A quei giovani che sono la sola speranza di cavare qualcosa di buono da quello sfascio che le generazioni precedenti hanno loro consegnato o a chi per oltre quarant’anni ha rivestito un ruolo apicale in quel sistema politico che tale sfascio ha assecondato, orchestrato o ignorato – e che per maestria alchemica è pure riuscito a farsi passare nello sventurato capoluogo per il “nuovo che avanza”?
E il colmo è che a tutti quelli che vorranno o dovranno scegliere un ateneo partenopeo per arrivare al sospirato titolo accademico – che avrà poi un posto d’onore nella valigia da preparare per lasciare il Sannio e il Mezzogiorno – è toccato pure sorbirsi la solfa dell’«Ai miei tempi, per andare a Napoli impiegavo un’ora ed un quarto. Oggi siamo a due ore!».
Come se, da allora ad oggi, il campione di Ceppaloni avesse vissuto agli antipodi allevando canguri, acquisendo con ciò pure il diritto di biasimare i tempi di percorrenza della tratta ferroviaria Benevento-Napoli e non avesse invece passato talmente tanto tempo a Roma e anche a Bruxelles che è difficile immaginare chi altri avrebbe potuto fare qualcosa per avvicinare le due città quantomeno di una manciata di minuti.
Insomma, se a qualcuno dei giovani è parso che il vecchio volpone li stesse “pariando addosso”, forse non è poi andato così lontano dal vero.
A meno di non aver voler invece prendere a modello la sua storia personale.
Chapeau in tal caso al giovane che riuscirà a farsi assumere su raccomandazione, scatenando anch’egli tre giorni di proteste da parte dei colleghi indignati, a farsi eleggere, per otto legislature consecutive, spacciandosi per direttore Rai e autosegnalandosi come “bravo giovane da votare” – e via scorrendo le amenità confessate nel tempo a giornali e tv senza alcun pudore apparente.
Il Sannio avrà un emigrato in meno, un personaggio in più e certezza maggiormente solida di restare ancora a lungo ai margini della storia.
Alla professoressa D’Aronzo, organizzatrice del festival filosofico cittadino, alcune domande sembrerebbe d’uopo porre: pur comprendendo la necessità di coinvolgere a vario titolo il primo cittadino in merito a “ricchezze e opportunità del territorio”, è davvero questa la sophia con la quale la scuola beneventana vuole stregare i suoi giovani frequentatori? É davvero Clemente Mastella, con tutte le luci e le ombre della sua storia, il personaggio che si può sperare ispiri il giovane uditorio trasmettendo valori ed esperienze utili al futuro del territorio? In che modo infine il rinnovato invito ad una maggiore consapevolezza della necessità di emigrare andrebbe ad incrementare ricchezza e opportunità del territorio?

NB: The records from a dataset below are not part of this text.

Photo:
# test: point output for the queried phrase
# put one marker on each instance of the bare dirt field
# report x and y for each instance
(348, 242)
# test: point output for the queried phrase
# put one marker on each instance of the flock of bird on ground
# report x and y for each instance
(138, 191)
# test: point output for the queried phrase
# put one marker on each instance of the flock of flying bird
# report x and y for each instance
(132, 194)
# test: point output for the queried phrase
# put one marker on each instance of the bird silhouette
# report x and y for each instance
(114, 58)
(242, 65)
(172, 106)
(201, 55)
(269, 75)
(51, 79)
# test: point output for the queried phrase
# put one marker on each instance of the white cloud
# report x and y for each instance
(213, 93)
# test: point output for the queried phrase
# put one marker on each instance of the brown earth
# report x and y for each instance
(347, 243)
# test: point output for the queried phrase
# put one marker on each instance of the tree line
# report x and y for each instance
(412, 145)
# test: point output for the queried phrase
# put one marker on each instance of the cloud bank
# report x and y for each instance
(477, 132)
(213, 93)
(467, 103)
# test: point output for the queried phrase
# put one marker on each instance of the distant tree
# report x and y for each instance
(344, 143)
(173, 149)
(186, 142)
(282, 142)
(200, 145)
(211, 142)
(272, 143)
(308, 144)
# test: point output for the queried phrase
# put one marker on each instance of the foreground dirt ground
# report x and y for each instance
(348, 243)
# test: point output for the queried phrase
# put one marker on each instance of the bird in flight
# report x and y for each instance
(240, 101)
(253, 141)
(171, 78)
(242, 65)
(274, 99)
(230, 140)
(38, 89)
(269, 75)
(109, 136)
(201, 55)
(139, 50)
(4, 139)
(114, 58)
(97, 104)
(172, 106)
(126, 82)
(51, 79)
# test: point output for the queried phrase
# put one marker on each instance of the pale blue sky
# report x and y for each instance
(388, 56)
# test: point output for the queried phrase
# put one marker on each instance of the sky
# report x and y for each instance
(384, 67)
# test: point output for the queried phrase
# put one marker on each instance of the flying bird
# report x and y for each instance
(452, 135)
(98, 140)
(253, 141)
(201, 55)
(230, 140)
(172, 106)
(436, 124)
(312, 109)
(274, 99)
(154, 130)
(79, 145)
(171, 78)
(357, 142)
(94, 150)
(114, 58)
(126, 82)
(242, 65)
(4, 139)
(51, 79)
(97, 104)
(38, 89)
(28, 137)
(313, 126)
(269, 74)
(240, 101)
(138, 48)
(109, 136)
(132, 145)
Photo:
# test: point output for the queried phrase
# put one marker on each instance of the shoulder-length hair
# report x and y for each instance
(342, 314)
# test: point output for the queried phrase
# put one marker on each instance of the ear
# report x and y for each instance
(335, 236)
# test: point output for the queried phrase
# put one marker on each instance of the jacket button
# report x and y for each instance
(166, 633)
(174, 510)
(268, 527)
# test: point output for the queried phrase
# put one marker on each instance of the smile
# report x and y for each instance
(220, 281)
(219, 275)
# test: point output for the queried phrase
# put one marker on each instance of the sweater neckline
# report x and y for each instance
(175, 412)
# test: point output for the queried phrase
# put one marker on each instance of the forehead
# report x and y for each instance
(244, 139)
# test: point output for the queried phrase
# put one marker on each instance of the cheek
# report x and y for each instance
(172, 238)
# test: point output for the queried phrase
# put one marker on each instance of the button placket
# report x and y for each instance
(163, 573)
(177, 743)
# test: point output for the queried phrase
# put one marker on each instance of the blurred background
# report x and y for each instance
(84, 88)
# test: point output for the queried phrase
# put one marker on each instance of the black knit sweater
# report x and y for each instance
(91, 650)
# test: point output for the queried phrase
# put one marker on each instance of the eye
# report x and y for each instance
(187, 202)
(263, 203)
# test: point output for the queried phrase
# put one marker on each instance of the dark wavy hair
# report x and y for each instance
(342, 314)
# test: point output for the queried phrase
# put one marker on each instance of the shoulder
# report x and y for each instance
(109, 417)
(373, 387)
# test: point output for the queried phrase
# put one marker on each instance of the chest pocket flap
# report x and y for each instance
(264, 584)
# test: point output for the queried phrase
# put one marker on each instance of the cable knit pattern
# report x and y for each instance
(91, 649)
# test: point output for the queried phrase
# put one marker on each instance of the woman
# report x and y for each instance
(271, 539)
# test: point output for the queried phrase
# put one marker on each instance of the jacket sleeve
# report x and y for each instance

Tra la necessità che la scuola diventi “il centro della praticità” – come pure è stato detto durante il convegno – e gli inviti ad adottare ancor sempre gli Stati Uniti, dove si va a lavoro da “Boston alla California e viceversa”, quale indiscusso modello di sviluppo, il sospetto che anche Sophia sia da aggiungere al novero dei cervelli in fuga e sia sul punto di comunicare agli uffici comunali il definitivo cambio di residenza non è senza solido fondamento.
Umilmente, in veste di non più giovane emigrato all’estero, consiglio a tutti coloro che ai giovani consigliano di emigrare (e a tutti coloro che ritengono utile un tale consiglio), di emigrare a loro volta – il che non equivale a cambiare città, magari solo per qualche giorno a settimana, godendo i vantaggi della carica elettiva.
O almeno di ritirarsi a vita privata.